# Basic Car Photography



## VegasS2k (Aug 1, 2008)

here are a couple ive shot in the past few months..
mainly my car and my Dads


----------



## reg (Aug 1, 2008)

Do you want "serious" critique on these, or are they Just for Fun?


----------



## zandman (Aug 2, 2008)

wow, dad has alot of mkiv's


----------



## Crazydad (Aug 2, 2008)

Who owns the Ferrari?


----------



## zandman (Aug 2, 2008)

seems it's his daddy's plus his ap2
i think he got an ek9 too..


----------



## VegasS2k (Aug 2, 2008)

these where just for fun. the AP2 is mine and the Ferrari is my dads.. the other cars belong to other people..


----------



## 03SVTCobra (Aug 2, 2008)

Very nice. 

All quick cars. 

Makes me want to go race.


----------



## bullitt453 (Aug 5, 2008)

Nice collection os Supras there.


----------



## fug.li (Aug 10, 2008)

That's a lot of them...nice


----------



## bdv1973 (Aug 10, 2008)

That's a whole lot a Horsepower...Love the cars


----------



## F1addict (Aug 12, 2008)

What kind of Ferrari is it?

Very nice shots.

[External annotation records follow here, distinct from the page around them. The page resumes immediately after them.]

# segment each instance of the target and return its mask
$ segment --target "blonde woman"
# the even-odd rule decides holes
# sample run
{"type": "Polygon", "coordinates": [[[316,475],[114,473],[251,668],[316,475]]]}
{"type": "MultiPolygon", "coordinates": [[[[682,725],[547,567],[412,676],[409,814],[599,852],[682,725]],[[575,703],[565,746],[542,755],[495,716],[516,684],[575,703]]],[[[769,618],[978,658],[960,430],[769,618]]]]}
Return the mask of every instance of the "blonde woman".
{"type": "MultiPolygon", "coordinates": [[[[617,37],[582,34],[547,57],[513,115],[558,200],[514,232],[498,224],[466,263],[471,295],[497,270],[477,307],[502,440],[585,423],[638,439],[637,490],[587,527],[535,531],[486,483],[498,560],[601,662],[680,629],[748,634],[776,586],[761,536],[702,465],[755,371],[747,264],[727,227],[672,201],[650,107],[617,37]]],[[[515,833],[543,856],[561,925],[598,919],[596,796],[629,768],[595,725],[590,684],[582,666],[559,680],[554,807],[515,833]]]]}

I especially like the second one


----------



## BrotherB (Aug 15, 2008)

Nice collection of cars, I'm guessing the Ferrari is a 550 Barchetta


----------



## motorshooter (Aug 15, 2008)

Watch your reflections and you back grounds they can be a pain to avoid. The best shot is the Ferrari plenum, next shoot put the prancing horse in focus and let the lines fade to blur


----------



## fi0 (Aug 17, 2008)

honda headss i seee  i like thisss .. im in the process of building a "ctr" ek hatch... i'll take pics when i'm done ! 

ap2 & supras are sickkk


----------



## zandman (Aug 17, 2008)

fi0 said:


> honda headss i seee  i like thisss .. im in the process of building a "ctr" ek hatch... i'll take pics when i'm done !
> 
> ap2 & supras are sickkk


 
got a swap on ur ek??


----------